Recent studies have found that AI chatbots can write poetry with human-level fluency, but surprisingly struggle with Math and offer varying or sometimes even wrong results.
For instance, AI models were struggling with basic math knowledge on the Chinese reality show Singer 2024. Mainland Chinese artist Sun Nan received 13.8% of online votes to win over US singer Chanté Moore, who received 13.11% of votes. This ranking was questioned by the netizens, and they planned to use AI to ask which is higher.
However, Kimi and Baixiaoying initially gave the wrong answer, and later ByteDance’s Doubao LLM generated a direct response with an example: “If you have US$9.90 and US$9.11, clearly US$9.90 is more money.”
Wu Yiquan, a computer science researcher at Zhejiang University in Hangzhou, said, “LLMs are bad at math – it’s very common.” He said the reason why some LLMs perform well on math tests is because the algorithm memorized the answers during training.

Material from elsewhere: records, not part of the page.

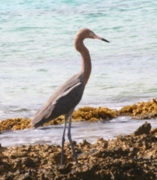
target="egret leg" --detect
[68,110,78,164]
[60,115,68,165]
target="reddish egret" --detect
[32,28,109,164]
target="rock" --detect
[134,122,151,136]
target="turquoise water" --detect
[0,0,157,120]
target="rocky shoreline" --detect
[0,122,157,180]
[0,99,157,131]
[0,99,157,180]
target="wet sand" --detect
[0,99,157,180]
[0,123,157,180]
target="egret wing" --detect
[32,82,84,127]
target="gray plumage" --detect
[32,28,109,164]
[32,74,85,128]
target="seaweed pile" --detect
[0,122,157,180]
[0,99,157,131]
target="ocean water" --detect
[0,0,157,146]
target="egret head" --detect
[75,28,109,43]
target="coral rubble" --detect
[0,123,157,180]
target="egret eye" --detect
[89,32,94,37]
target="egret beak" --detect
[93,35,110,43]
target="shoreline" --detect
[0,122,157,180]
[0,98,157,133]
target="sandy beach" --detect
[0,123,157,180]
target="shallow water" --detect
[0,0,157,145]
[0,117,157,147]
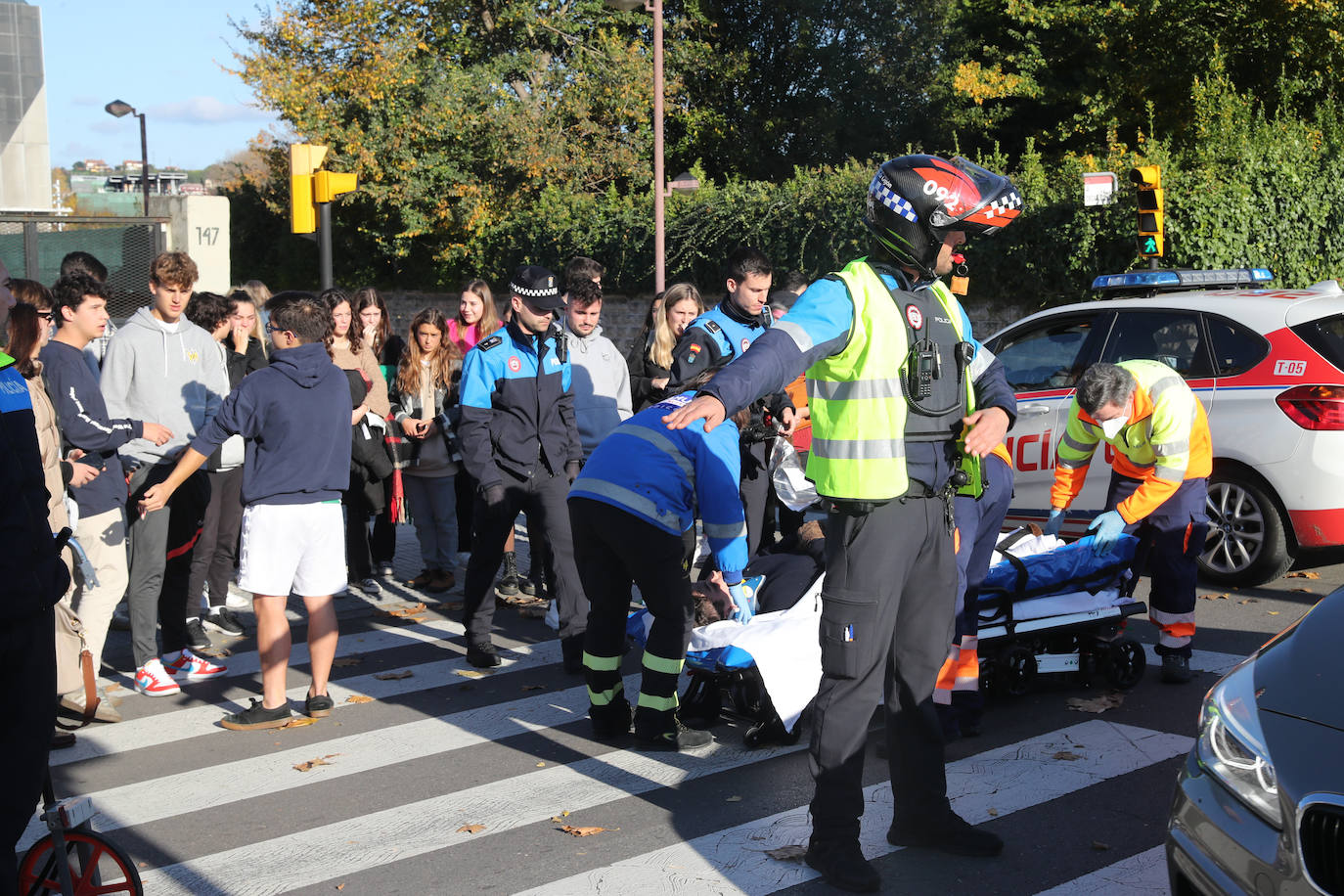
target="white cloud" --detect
[145,97,276,125]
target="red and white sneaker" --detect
[136,657,181,697]
[164,648,229,681]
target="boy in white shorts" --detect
[140,291,351,731]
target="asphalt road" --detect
[24,533,1344,896]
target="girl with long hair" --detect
[448,280,504,355]
[392,307,463,594]
[319,289,391,597]
[352,287,406,576]
[626,284,704,413]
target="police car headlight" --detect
[1196,659,1283,828]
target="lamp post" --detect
[104,100,150,217]
[604,0,667,292]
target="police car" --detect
[987,269,1344,586]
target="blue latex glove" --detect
[1042,508,1064,537]
[1088,511,1125,554]
[729,582,755,622]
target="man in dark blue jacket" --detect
[460,265,589,674]
[140,291,351,731]
[0,271,69,893]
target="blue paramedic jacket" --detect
[701,263,1017,489]
[570,392,747,584]
[459,323,583,490]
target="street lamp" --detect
[104,100,150,217]
[604,0,667,292]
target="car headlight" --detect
[1197,659,1283,829]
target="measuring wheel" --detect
[19,830,145,896]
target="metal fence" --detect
[0,215,168,321]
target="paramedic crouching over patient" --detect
[1046,360,1214,684]
[664,156,1021,892]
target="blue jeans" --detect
[402,470,457,571]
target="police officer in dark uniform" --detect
[672,246,794,557]
[664,156,1021,892]
[459,265,589,674]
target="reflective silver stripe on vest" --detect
[770,320,812,352]
[1153,439,1189,457]
[812,436,906,461]
[966,345,995,382]
[1060,431,1097,454]
[1153,465,1186,482]
[619,426,694,485]
[574,475,682,532]
[808,379,901,402]
[703,521,747,540]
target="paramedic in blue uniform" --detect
[672,246,793,555]
[459,265,589,674]
[570,375,751,751]
[664,156,1021,892]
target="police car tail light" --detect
[1275,385,1344,429]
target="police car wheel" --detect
[1197,470,1293,586]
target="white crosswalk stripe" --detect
[22,602,1239,896]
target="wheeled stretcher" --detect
[625,576,824,747]
[976,530,1147,695]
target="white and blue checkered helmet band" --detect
[869,175,919,224]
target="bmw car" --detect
[987,269,1344,586]
[1167,589,1344,896]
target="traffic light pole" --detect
[317,202,332,289]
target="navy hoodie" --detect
[191,342,351,504]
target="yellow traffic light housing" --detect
[313,170,359,202]
[289,144,327,234]
[1129,165,1165,258]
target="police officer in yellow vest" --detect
[664,156,1021,892]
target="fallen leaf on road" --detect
[294,752,340,771]
[1068,691,1125,712]
[281,716,317,728]
[560,825,621,837]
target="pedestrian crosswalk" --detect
[28,596,1236,896]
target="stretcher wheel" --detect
[1106,638,1147,691]
[995,648,1036,697]
[19,830,145,896]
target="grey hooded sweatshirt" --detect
[100,307,229,464]
[564,321,633,457]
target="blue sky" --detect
[37,0,284,169]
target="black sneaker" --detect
[802,837,881,893]
[589,697,632,740]
[635,719,714,752]
[887,809,1004,856]
[1161,652,1194,685]
[467,641,500,669]
[187,616,213,650]
[304,694,335,719]
[219,697,291,731]
[202,607,244,637]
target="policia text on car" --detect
[665,156,1023,892]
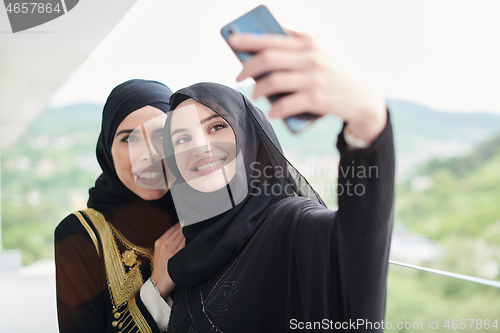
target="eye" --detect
[175,136,191,146]
[210,123,227,132]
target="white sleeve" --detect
[140,279,172,331]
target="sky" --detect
[50,0,500,113]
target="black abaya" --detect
[162,84,395,333]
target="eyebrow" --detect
[115,130,134,138]
[171,114,220,136]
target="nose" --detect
[140,145,160,163]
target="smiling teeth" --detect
[139,172,160,179]
[196,160,223,171]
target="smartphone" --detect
[221,5,319,133]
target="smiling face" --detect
[170,99,236,192]
[111,105,168,200]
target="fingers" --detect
[158,223,182,240]
[176,239,186,252]
[268,90,327,119]
[252,70,324,99]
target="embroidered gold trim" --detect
[83,208,143,307]
[128,298,153,333]
[73,212,100,255]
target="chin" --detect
[136,189,167,201]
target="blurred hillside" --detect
[2,99,500,263]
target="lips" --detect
[134,164,165,186]
[191,156,227,177]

Kristian Hammond, a computer science professor and artificial intelligence researcher at Northwestern University, said, “The A.I. chatbots have difficulty with math because they were never designed to do it.”
Although initially computers were programmed to follow step-by-step rules and gather information in structured databases, the recent technology is loosely based on the human brain that learns by analyzing vast amounts of data.
It’s true that at times, AI has stumbled with simple arithmetic and math word problems; however, its proficiency is getting better, although it remains a shortcoming.
Kristen DiCerbo, chief learning officer of Khan Academy, said while introducing math accuracy, “It is a problem, as many of you know.” He said, “We’re using tools that are meant to do math.”